Ekleme Tarihi: 03 Haziran 2023 - Cumartesi

Milletin seçtiğine millet düşmanlığı!

Derslik ve İbretlik Halleri!
Bizim için hayat olan, hayat tarzı olan, dünya görüşü olanı, dinîmiz hayattan çıkarıldı. Kendi hayat tarzımız ve dünya görüşümüz bizi terk ettikçe, kalan boşluğu, batı hayat tarzı, batı dünya görüşü dolduruyor. Diğer adıyla kapitalizm, egoizm kendi idealimizin yerini almaya çalışıyor.
Öyle bir toplumda yaşıyoruz ki adamlar; savundukları, konuştukları, ayrıcalık yaptıkları hususların cahilleri! Düştükleri hal; insanlığın asgari müştereğine ait evrensel hukuk ve mantık dilini alaya almak demektir. Binmelidir ki; hakikati alaya almak mahrumiyet getirir. Her alanda nasipsizliğe yol açar. Her devirde, hayırlı bir topluluk, o toplumu yaşatma görevinin üstlenmesi istenir. Bütün mukaddes kitaplarda. Kur’an-ı Kerim’de; Bu topluluğun, iyiyi emredip kötülüğü ortadan kaldırmasını istiyor. İyilik buyruğunun ve kötülüğü ortadan kaldırmanın sürekli, kesiksizce devam etmesi, İslam’ın temel ilkelerindendir. Peygamberimiz de: “Bir kötülük görürsen onu elinle düzelt, gücün yetmezse dilinle düzelt. Ona da gücün yetmezse, içinden onu kötü gör.” Yani, “yok etmeye gücün yetmedi diye bir kötülüğe alışma” buyuruyor Peygamberimiz. Kötülüğe karşı mücadele, kalpte, düşüncede ve toplumda olacaktır. Kötülüğü bilfiil ortadan kaldırma gücü varken, ya da kötülüğe karşı birlikte hareket etme imkânı varken, bundan kaçan, sorumlu olacaktır, bu dünyada tarih önünde, öte dünyada, Allah huzurunda. 

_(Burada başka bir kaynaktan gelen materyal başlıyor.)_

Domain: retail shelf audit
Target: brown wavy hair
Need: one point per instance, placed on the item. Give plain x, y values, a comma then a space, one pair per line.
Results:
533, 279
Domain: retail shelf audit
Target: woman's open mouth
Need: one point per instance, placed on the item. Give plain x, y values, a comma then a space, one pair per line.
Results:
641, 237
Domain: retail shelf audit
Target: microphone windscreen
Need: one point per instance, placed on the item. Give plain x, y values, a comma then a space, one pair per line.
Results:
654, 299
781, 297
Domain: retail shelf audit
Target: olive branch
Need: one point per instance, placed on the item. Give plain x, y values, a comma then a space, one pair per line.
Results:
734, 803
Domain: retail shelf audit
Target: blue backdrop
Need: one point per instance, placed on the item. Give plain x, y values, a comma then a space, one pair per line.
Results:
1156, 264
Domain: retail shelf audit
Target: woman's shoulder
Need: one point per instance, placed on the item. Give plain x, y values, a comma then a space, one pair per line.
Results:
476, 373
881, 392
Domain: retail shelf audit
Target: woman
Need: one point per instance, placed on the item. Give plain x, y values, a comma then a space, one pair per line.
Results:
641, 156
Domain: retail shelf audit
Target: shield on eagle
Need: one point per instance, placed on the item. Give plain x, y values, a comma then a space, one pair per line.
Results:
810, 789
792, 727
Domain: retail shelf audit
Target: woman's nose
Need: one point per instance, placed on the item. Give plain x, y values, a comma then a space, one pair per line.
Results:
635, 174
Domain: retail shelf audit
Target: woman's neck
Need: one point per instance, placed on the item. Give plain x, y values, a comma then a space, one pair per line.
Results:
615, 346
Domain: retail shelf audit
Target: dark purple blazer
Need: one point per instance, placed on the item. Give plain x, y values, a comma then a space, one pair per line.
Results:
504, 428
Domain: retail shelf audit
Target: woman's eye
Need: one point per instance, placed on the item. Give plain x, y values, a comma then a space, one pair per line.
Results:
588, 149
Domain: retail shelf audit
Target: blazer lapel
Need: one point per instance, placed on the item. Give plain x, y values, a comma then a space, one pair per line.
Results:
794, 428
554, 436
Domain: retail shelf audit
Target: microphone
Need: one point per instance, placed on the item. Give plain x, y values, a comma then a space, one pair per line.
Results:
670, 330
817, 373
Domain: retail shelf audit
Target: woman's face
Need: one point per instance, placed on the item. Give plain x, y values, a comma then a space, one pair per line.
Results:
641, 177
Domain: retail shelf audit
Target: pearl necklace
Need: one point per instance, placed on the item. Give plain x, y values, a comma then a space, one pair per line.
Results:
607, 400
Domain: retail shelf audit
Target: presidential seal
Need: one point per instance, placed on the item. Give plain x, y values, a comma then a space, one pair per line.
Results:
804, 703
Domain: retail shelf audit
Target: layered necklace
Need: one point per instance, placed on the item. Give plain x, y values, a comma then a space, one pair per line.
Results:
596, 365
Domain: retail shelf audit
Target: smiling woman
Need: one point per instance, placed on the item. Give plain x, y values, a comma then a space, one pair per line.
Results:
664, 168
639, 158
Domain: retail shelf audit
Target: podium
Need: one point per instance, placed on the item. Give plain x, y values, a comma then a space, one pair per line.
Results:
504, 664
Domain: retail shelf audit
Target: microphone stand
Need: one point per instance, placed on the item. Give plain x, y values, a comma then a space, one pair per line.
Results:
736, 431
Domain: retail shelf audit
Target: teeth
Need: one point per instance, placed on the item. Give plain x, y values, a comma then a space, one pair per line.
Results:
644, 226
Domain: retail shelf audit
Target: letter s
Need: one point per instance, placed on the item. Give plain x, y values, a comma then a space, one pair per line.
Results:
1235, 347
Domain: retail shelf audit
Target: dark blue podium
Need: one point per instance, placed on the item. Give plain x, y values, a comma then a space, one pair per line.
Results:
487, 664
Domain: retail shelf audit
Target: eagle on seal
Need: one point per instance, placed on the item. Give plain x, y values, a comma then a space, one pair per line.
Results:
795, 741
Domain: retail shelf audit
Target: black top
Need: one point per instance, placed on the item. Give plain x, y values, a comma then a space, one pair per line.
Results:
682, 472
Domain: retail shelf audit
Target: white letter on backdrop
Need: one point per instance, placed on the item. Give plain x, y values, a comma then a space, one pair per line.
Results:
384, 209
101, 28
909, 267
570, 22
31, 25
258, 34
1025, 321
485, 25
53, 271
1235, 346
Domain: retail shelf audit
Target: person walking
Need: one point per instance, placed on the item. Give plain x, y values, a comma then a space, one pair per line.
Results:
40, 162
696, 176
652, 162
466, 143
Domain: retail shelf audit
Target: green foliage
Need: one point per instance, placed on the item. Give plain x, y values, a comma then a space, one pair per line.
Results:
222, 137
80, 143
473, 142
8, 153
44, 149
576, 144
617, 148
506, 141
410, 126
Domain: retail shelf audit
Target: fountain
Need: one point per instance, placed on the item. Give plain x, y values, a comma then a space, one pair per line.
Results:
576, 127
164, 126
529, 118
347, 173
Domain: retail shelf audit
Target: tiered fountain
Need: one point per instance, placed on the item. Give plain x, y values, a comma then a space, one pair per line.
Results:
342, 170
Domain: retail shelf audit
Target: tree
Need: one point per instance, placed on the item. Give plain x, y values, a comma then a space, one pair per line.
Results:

Son gelişen ve değişen olayları fikir-düşünce zemininde tahlil ederek muhataplarımıza soralım. Son yaşanan seçim de özendiğiniz, emrine girip emir beklediğiniz Batı’ya bile örnek olmadı mı? Yaşadığın ülke örnek gösterilmedi mi? Onların başını çektiği tezviratlara, yalan yanlış medya gücüne rağmen başaramadıklarını kabul ederken yenilgiyi kabullenmemek sizlere yakışıyor mu? Sizlerle anlama ve anlaşma problemimiz var! Genel kültür seviyesinde de olsa kendi değerlerinizi bilmiyorsunuz, onun cahilisiniz! Hastalığınızı kabullenemediğiniz için tedavi olmaya da yanaşmıyorsunuz. Adaletten anladığınız farklı muamele! Bu hususlarla ilgili Resulullah’ın bir tavrını ortaya koyup düşünelim.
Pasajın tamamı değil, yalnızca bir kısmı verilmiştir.